﻿ Number Theory III

# Emmanuel Lecouturier

## Course Description

A well-known result, first conjectured by Girard in 1625, claimed without proof by Fermat in 1640 and finally proved by Euler in 1749, is that an odd prime number p is a sum of two squares of integers if and only if 4 divides p − 1, eg. $$5 = 1^2 + 2^2$$, $$13 = 2^2 + 3^2$$ etc. While one easily sees that $$p = x^2 + y^2$$ implies p ≡ 1 (modulo 4), the converse is not a priori obvious. We may consider other similar questions, eg. when does the equation $$p = x^2 + 14y^2$$ have solutions in $$x, y \in Z$$? The answer turns out to lie much deeper than before.

Theorem.

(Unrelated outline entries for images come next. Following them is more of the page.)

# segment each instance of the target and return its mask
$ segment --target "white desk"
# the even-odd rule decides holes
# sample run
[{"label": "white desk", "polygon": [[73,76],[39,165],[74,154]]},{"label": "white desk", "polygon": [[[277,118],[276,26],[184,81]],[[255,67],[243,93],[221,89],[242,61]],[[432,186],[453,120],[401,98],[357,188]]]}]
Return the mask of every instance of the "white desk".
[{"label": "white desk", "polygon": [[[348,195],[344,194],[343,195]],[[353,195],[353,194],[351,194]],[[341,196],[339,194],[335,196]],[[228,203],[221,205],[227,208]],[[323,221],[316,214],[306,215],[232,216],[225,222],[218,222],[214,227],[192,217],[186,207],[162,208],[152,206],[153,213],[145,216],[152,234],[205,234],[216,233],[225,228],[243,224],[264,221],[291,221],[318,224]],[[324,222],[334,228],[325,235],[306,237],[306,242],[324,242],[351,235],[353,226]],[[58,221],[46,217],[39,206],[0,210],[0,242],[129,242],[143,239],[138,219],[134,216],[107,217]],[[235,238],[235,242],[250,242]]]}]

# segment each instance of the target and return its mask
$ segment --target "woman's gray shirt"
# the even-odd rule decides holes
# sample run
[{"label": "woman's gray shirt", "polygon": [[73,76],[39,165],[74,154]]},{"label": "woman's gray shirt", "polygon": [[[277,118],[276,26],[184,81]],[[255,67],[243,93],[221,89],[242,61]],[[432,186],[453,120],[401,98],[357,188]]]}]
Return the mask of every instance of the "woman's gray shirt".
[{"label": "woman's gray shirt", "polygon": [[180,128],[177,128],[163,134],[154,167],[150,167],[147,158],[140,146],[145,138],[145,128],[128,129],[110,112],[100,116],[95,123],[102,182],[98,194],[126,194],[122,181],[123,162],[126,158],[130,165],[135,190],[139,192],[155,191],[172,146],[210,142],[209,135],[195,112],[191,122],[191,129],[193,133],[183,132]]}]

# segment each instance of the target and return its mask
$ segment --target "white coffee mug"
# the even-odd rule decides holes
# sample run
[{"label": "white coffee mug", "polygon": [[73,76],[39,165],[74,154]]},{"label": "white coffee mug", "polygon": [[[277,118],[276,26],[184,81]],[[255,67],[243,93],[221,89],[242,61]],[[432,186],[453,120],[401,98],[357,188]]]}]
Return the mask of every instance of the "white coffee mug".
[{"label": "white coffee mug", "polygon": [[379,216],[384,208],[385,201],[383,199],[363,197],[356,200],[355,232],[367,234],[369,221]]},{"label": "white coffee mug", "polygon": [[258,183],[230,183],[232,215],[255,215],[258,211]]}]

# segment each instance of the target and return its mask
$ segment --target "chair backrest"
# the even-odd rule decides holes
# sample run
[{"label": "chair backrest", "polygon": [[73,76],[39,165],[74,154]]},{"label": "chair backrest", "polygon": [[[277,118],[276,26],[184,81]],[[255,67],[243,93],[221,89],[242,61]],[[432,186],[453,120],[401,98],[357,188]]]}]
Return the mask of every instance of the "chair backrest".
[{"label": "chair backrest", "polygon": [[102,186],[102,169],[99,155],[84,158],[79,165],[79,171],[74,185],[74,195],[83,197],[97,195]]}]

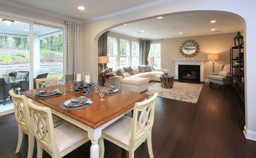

A prime number p is of the form x2 +14y2 if and only if the following two conditions hold:

• $$p \equiv 1, 9, 15, 23, 25, 39 \quad (modulo \quad 56).$$
• The equation $$X^4 +2X^2 -7 \equiv 0 \quad (modulo \quad p)$$ has a solution.

The necessity of condition (i) (which is the analogue of p ≡ 1 (modulo 4) in the result of Euler), is easy to show. However, condition (ii) will lead us to what is called class field theory, one of the major mathematical achievements of the 20st century. We hope to make the proof of this theorem accessible to Mathcampers, without assuming much background (namely, some basic knowledge in algebra such as prime numbers, congruences, polynomials and complex numbers). Many fascinating related subjects such as quadratic forms, Galois theory, algebraic number theory etc. will be explored.

Regular homework will be assigned, and one or more accessible research projects will be proposed to the students during the first week of Mathcamp.